File paths and data science projects

Some thoughts on keeping a data science project tidy.

Author

Philip Khor

Published

June 13, 2019

Large data science projects can be a pain to manage. Cookiecutter Data Science recommends the following project folder structure, and I think it’s a good picture of how a data science project should be organized:

├── README.md          
├── data
│   ├── external       
│   ├── interim        
│   ├── processed      
│   └── raw            
├── docs               
├── models            
├── notebooks          
├── references         
├── reports           
│   └── figures        
├── requirements.txt   
├── setup.py           
├── src                
│   ├── __init__.py    
│   ├── data           
│   │   └── make_dataset.py
│   ├── features       
│   │   └── build_features.py
│   ├── models         
│   │   ├── predict_model.py
│   │   └── train_model.py
│   └── visualization  
│       └── visualize.py

Specifically, file paths can be hard to manage, since it’s not great practice to use absolute paths in your code. In R, I’ve gotten used to using the here package, which automatically detects the root folder of your project, so that to import a csv file from the external folder, all I have to do is

library(readr)
read_csv(here("data", "external", "my_csv_file.csv"))

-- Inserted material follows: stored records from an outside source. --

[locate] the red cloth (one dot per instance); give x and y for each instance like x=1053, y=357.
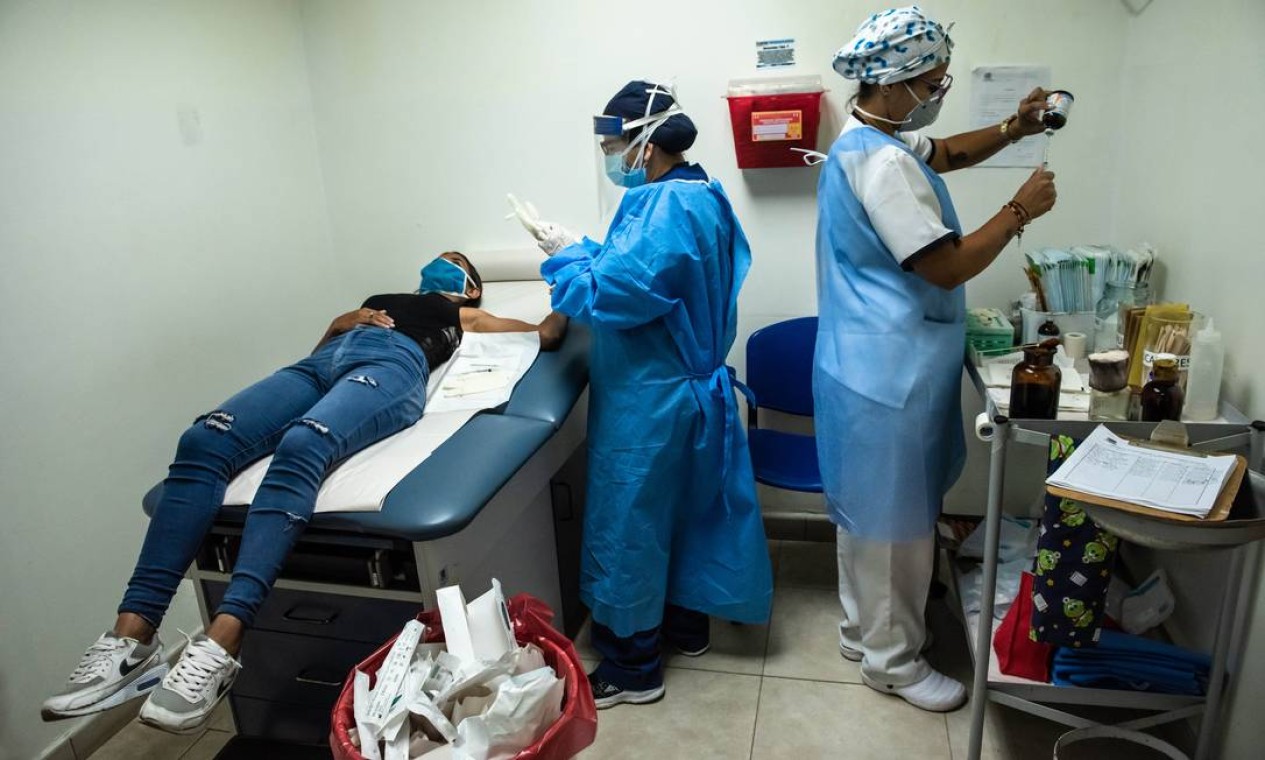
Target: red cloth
x=1017, y=654
x=533, y=624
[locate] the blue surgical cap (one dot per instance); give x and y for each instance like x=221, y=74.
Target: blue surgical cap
x=674, y=135
x=894, y=46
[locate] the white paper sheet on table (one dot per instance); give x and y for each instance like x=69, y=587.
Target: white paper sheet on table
x=364, y=479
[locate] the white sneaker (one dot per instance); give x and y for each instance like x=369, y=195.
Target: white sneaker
x=194, y=687
x=934, y=693
x=851, y=655
x=109, y=673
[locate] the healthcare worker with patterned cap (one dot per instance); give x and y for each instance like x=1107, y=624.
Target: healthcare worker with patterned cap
x=672, y=527
x=891, y=263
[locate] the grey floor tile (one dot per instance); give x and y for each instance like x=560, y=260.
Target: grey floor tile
x=702, y=716
x=734, y=649
x=1016, y=735
x=583, y=644
x=92, y=735
x=803, y=636
x=62, y=751
x=138, y=741
x=808, y=720
x=808, y=563
x=208, y=746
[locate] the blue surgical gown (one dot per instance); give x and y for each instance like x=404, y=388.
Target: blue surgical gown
x=887, y=366
x=672, y=515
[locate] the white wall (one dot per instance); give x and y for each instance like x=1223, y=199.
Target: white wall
x=430, y=113
x=148, y=272
x=1189, y=181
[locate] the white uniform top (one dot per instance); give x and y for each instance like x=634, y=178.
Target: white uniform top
x=896, y=194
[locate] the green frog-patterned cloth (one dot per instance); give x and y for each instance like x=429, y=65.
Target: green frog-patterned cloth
x=1072, y=568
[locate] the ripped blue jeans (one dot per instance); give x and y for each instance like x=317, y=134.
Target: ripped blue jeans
x=356, y=390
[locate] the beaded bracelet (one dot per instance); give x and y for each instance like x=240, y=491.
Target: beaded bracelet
x=1020, y=213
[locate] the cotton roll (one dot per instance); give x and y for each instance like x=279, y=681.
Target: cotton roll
x=984, y=428
x=1075, y=345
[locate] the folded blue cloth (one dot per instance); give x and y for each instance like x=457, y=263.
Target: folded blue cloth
x=1125, y=661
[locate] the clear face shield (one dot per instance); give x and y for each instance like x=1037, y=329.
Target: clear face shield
x=620, y=161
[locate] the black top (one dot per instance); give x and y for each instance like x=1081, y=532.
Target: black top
x=433, y=321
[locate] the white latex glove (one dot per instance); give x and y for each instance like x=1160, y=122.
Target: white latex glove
x=554, y=238
x=549, y=237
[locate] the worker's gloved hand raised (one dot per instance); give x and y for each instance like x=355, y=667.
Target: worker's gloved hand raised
x=1037, y=194
x=549, y=237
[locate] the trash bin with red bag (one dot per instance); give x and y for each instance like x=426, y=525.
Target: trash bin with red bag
x=573, y=731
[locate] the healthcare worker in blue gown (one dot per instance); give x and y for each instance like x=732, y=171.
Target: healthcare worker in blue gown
x=672, y=527
x=891, y=264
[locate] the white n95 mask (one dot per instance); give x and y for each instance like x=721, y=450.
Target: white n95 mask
x=922, y=114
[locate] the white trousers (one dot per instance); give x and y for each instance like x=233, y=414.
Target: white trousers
x=883, y=589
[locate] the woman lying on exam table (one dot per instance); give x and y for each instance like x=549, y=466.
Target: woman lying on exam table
x=364, y=381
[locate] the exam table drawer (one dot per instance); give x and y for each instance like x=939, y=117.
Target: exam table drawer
x=330, y=616
x=296, y=669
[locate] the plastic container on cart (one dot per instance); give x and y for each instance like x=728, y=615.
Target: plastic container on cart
x=771, y=116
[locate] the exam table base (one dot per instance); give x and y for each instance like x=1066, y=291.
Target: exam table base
x=311, y=632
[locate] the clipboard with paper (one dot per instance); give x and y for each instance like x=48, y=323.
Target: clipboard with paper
x=1158, y=478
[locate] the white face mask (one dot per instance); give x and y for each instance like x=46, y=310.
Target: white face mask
x=919, y=116
x=922, y=114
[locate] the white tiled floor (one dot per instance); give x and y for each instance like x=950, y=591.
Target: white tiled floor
x=763, y=693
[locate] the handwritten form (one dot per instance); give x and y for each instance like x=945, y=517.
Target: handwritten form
x=996, y=92
x=1106, y=464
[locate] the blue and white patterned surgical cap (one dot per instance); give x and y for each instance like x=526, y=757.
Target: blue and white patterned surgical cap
x=893, y=46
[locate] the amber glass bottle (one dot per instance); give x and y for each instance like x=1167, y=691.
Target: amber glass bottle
x=1163, y=397
x=1035, y=383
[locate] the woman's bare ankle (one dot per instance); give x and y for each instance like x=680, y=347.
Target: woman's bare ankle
x=227, y=631
x=129, y=625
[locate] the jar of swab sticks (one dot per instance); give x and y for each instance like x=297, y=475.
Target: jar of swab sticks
x=1172, y=334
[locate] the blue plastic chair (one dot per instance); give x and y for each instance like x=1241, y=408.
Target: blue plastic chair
x=779, y=377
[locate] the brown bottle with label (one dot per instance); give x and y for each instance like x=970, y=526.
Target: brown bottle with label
x=1163, y=397
x=1035, y=383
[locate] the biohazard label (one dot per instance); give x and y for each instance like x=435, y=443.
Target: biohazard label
x=769, y=127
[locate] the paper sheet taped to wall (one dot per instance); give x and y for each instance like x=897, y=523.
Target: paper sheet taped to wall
x=996, y=92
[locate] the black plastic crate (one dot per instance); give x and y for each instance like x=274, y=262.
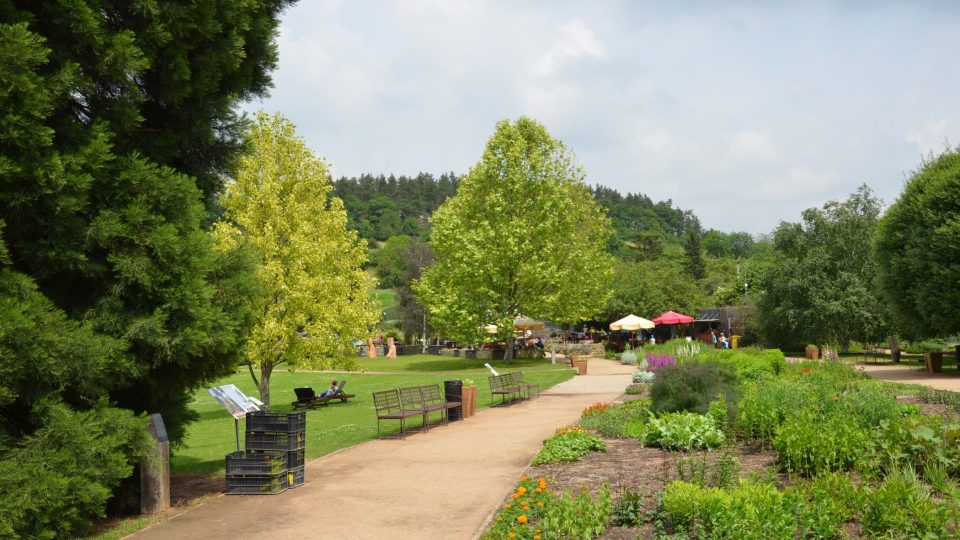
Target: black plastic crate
x=295, y=458
x=276, y=422
x=264, y=440
x=295, y=477
x=244, y=463
x=267, y=484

so long as a .here or .Rproj file is present in the project directory.

Previously, I used .. a lot, which references the directory above the current directory. However, if you move your files around, you’ll have to change your file paths too.

While looking for a Python alternative, I found a package rootpath which essentially does the same with the rootpath.detect() function.

import rootpath
import os 

ROOT_DIR = rootpath.detect()
os.chdir(ROOT_DIR)
file_path = "data/interim/..."